June 3, 2011. The Daytona Beach News-Journal.
DELAND — Volusia County officials agreed Thursday to consider adopting an ordinance giving companies that hire locally preference when bidding for work with the county.
Such an ordinance, proposed by the group Fighting Against Injustice and Toward Harmony, or FAITH, would be an attempt to curb unemployment rates and try to help get people back to work.
After a lengthy discussion, the council voted 5-2 to consider such an ordinance.
Councilwomen Patricia Northey and Joie Alexander voted against the proposal. Northey, who represents Southwest Volusia, said it would be unfair to many of her constituents who live in Volusia County but work in Seminole and Orange counties.
“This will be a job killer for my district,” Northey said, “and we have the highest foreclosure rate in the county.”
Council members plan a workshop later this summer and said they would like to have an ordinance in place by the beginning of October. At the workshop, the council will discuss ideas for promoting local hiring and local preference, with the intent of adopting an ordinance within 120 days.
The council decided at the last minute not to use a draft ordinance presented by FAITH, greatly disappointing representatives of the religious-based group who have worked on the ordinance for about three years.
Afterward, Rev. L. Ronald Durham of the Greater Friendship Baptist Church in Daytona Beach said he had mixed emotions.
Durham said he’s happy the county will work on an ordinance but disappointed to hear “in essence they’re going to start from scratch.”
FAITH includes 30 congregations countywide and represents approximately 35,000 to 40,000 people, Durham said.
The group’s ordinance would tie various point values for preference on contracts to companies that employ people from the five U.S. Census tracts with the lowest unemployment, companies that employ Volusia residents and companies that employ people within Central Florida.
Their ordinance wouldn’t apply to construction or construction management, property leases or concessions. It included suggested sanctions, such as suspension of payment or work stoppage, if a qualified company fell short on its number of local employees.
Two council members, Josh Wagner and Andy Kelly, said the group’s ordinance could be considered a starting point for the county to develop its own.
“I think it’s a great beginning,” Kelly said. “I would love for us to move forward by adopting the concept.”
However, county staff said the ordinance could have a number of potential implications, including pressure on locally hired employees to maintain residence in a specific location or lose their employment and penalties when a company’s employees leave.
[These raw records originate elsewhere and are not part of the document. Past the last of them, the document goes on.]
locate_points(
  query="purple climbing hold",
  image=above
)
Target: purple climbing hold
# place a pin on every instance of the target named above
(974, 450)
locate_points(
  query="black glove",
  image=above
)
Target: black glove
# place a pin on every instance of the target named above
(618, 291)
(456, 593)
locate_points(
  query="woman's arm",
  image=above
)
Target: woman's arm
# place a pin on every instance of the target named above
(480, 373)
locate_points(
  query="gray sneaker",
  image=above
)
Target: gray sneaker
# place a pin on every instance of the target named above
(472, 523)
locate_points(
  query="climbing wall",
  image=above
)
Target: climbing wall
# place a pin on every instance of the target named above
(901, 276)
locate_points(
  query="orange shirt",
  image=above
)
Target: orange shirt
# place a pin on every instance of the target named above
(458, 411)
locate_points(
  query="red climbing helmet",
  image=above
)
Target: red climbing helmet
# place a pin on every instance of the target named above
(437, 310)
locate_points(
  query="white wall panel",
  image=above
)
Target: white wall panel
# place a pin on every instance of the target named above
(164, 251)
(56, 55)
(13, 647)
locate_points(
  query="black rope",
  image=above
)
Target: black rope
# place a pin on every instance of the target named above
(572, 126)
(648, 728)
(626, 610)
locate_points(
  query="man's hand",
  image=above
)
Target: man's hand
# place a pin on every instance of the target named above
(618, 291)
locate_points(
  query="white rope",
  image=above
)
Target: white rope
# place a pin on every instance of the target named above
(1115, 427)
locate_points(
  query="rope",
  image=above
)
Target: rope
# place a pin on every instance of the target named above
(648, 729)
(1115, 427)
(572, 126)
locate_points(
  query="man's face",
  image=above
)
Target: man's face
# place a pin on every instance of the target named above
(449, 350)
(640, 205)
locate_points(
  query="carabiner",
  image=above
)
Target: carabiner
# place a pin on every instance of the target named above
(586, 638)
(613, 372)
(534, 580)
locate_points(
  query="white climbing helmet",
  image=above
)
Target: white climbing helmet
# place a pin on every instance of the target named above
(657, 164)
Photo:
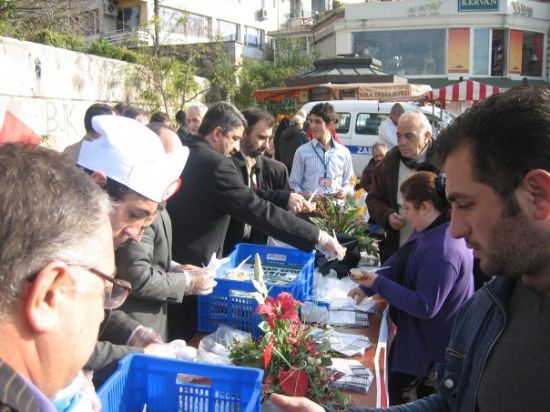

County Manager Jim Dinneen said he didn’t think the ordinance could be implemented in a way the county could defend.
Approximately 250 of the county’s current contracts would meet the criteria for the ordinance, including contracts for such services as automotive, lawn maintenance and air conditioning.
The ordinance was not supported by the Daytona Regional Chamber of Commerce.
County Chair Frank Bruno and Councilman Carl Persis did not support focusing on specific census tracts.
“Any person in this county who is unemployed is just as important as anybody else in this county who is unemployed,” Persis said. The goal should be to get people employed regardless of where they live, he said, with an ordinance that is not cumbersome or problematic.
Durham said the group has changed provisions of the ordinance, after meeting with council members, to try to address their concerns and also met with the chamber.
He said the group would remain involved in the county’s efforts to produce an ordinance.
“We’re in this to the end,” he said.
In other business, the council continued a discussion on how it will proceed with a plan to use Volusia ECHO money to buy land to increase public waterfront access and allowed Bruno to delay appointment of another board member to the Halifax Area Advertising Authority.